Greta psuje klimat
Greta w arafatce walczy z Izraelem. Prasa w Niemczech uznała ją za antysemitkę. Co za odmiana!
Młodziutka aktywistka, „klimatyczne sumienie świata”, w 2019 r. była kandydatką do Pokojowej Nagrody Nobla. W tym samym roku została też „Człowiekiem Roku” niemieckiego magazynu „Der Spiegel”. Dziś ten sam „Spiegel” nazywa Gretę Thunberg antysemitką. A w samych Niemczech wzbudza ona autentyczną furię, o jej nienawiści do Żydów dyskutują politycy i media. Co to za odmiana!
Jeszcze osiem lat temu w żółtym kapoku i z tekturową tabliczką z napisem „Strajk szkolny klimatyczny” podbijała serca swoją bezkompromisowością, siłą połączoną z delikatnością i zaangażowaniem w szeroko pojęte dobro. Była dzieckiem, które mówiło dorosłym: „How dare you?” – i nawoływało do ratowania świata przed klimatyczną katastrofą. Była nową inspirującą i godną zaufania Pippi Långstrump, która pociągnęła za sobą miliony młodych ludzi. Tak powstał globalny ruch, Fridays for Future, Młodzieżowy Strajk Klimatyczny.

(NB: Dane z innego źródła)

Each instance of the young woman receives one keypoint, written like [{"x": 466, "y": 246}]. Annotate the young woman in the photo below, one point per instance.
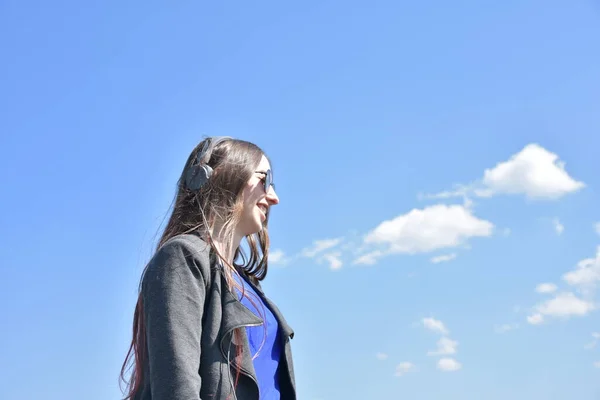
[{"x": 202, "y": 327}]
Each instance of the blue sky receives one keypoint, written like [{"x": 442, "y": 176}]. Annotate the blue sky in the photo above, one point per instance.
[{"x": 400, "y": 133}]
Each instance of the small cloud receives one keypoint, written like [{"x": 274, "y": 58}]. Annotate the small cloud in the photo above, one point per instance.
[
  {"x": 565, "y": 305},
  {"x": 445, "y": 346},
  {"x": 435, "y": 325},
  {"x": 546, "y": 288},
  {"x": 535, "y": 319},
  {"x": 449, "y": 365},
  {"x": 505, "y": 328},
  {"x": 369, "y": 258},
  {"x": 443, "y": 258},
  {"x": 558, "y": 227},
  {"x": 587, "y": 273},
  {"x": 535, "y": 172},
  {"x": 333, "y": 259},
  {"x": 404, "y": 368},
  {"x": 424, "y": 230},
  {"x": 320, "y": 246}
]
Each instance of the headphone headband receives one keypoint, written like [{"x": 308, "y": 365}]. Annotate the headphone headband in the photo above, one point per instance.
[{"x": 199, "y": 172}]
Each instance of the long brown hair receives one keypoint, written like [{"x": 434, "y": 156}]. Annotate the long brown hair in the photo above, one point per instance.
[{"x": 218, "y": 201}]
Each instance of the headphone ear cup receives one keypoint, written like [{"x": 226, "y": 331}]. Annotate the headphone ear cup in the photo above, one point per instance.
[{"x": 197, "y": 176}]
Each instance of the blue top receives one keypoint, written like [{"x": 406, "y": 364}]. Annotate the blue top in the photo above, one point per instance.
[{"x": 265, "y": 356}]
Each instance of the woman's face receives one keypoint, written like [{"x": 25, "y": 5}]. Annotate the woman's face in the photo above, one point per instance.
[{"x": 257, "y": 200}]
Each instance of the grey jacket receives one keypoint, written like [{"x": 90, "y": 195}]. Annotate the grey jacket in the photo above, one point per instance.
[{"x": 190, "y": 315}]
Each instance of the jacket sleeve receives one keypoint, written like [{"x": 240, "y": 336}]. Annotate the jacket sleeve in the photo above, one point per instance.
[{"x": 174, "y": 292}]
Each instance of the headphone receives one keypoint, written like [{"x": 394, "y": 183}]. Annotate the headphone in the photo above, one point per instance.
[{"x": 199, "y": 172}]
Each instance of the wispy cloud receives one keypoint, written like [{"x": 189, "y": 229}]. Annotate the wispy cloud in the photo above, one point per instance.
[
  {"x": 319, "y": 246},
  {"x": 424, "y": 230},
  {"x": 443, "y": 258},
  {"x": 563, "y": 305},
  {"x": 333, "y": 259},
  {"x": 505, "y": 328},
  {"x": 586, "y": 274},
  {"x": 584, "y": 279},
  {"x": 404, "y": 368},
  {"x": 445, "y": 346},
  {"x": 535, "y": 319},
  {"x": 546, "y": 288},
  {"x": 449, "y": 365},
  {"x": 435, "y": 325}
]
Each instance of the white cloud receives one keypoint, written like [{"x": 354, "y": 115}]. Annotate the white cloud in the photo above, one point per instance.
[
  {"x": 369, "y": 258},
  {"x": 535, "y": 319},
  {"x": 535, "y": 172},
  {"x": 443, "y": 258},
  {"x": 333, "y": 259},
  {"x": 546, "y": 288},
  {"x": 319, "y": 246},
  {"x": 565, "y": 305},
  {"x": 445, "y": 346},
  {"x": 404, "y": 368},
  {"x": 558, "y": 227},
  {"x": 449, "y": 364},
  {"x": 435, "y": 325},
  {"x": 424, "y": 230},
  {"x": 587, "y": 273},
  {"x": 505, "y": 328}
]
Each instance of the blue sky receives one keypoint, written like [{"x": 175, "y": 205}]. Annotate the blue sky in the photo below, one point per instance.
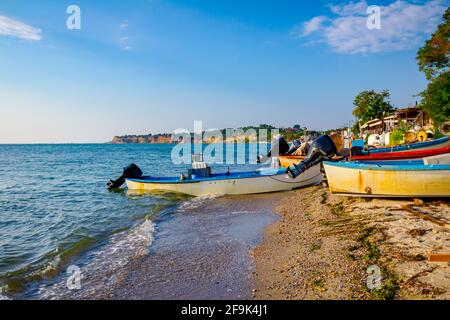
[{"x": 149, "y": 66}]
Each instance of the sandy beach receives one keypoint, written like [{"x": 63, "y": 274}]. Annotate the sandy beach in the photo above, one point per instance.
[{"x": 323, "y": 245}]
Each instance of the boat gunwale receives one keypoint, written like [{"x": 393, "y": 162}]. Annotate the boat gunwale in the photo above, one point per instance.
[
  {"x": 410, "y": 154},
  {"x": 382, "y": 166},
  {"x": 218, "y": 177},
  {"x": 407, "y": 147}
]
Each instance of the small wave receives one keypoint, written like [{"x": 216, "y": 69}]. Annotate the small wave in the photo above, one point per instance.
[
  {"x": 103, "y": 268},
  {"x": 195, "y": 203},
  {"x": 3, "y": 289}
]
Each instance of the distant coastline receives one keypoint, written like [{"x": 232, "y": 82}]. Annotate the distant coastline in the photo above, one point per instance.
[{"x": 243, "y": 134}]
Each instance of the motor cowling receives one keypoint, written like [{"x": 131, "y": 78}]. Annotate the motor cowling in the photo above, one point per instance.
[
  {"x": 323, "y": 148},
  {"x": 131, "y": 171}
]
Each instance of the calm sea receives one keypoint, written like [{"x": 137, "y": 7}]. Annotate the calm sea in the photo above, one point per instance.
[{"x": 57, "y": 216}]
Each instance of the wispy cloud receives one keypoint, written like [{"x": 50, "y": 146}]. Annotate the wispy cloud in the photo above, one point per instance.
[
  {"x": 313, "y": 25},
  {"x": 18, "y": 29},
  {"x": 403, "y": 25}
]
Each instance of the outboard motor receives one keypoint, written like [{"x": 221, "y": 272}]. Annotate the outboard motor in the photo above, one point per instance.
[
  {"x": 279, "y": 147},
  {"x": 130, "y": 172},
  {"x": 323, "y": 148}
]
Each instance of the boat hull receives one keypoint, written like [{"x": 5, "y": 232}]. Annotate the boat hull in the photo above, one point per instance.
[
  {"x": 427, "y": 145},
  {"x": 232, "y": 185},
  {"x": 378, "y": 180},
  {"x": 287, "y": 161},
  {"x": 401, "y": 155}
]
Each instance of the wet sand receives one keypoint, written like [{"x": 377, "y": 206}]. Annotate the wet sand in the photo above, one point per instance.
[
  {"x": 201, "y": 253},
  {"x": 323, "y": 244}
]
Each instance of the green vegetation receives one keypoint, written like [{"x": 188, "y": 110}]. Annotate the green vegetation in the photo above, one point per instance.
[
  {"x": 370, "y": 105},
  {"x": 434, "y": 60}
]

Każdy wielki tego świata chciał poznać Gretę i się z nią sfotografować: papież, Barack Obama i oczywiście kanclerz Niemiec Angela Merkel. Granatowe adidasy 17-letniej Szwedki, z warkoczem jak u 12-latki i to raczej z zeszłego wieku, idealnie skomponowały się na zdjęciach z marynarką pani kanclerz. Greta żądała od Merkel odwagi i zdecydowania. Pani kanclerz uśmiechała się i przyjaźnie kiwała głową.
Kryzys klimatyczny nie minął. Za to klimat wokół Thunberg, zwłaszcza w Niemczech, jest nie do poznania. Deputowana do Bundestagu Andrea Lindholz z frakcji CDU/CSU napisała na platformie X, że Thunberg należy zakazać wjazdu do kraju, bo zionie nienawiścią do Żydów. Alexander Throm z CDU, rzecznik partii ds. polityki wewnętrznej, nazwał ją Jew-hater. „Wszyscy, którzy jak Thunberg przyjeżdżają tu, aby agitować przeciw Izraelowi i pluć na naszą policję, nie mają czego tu szukać” – dodał i domagał się, aby szwedzka filia Fridays for Future odcięła się od swojej założycielki.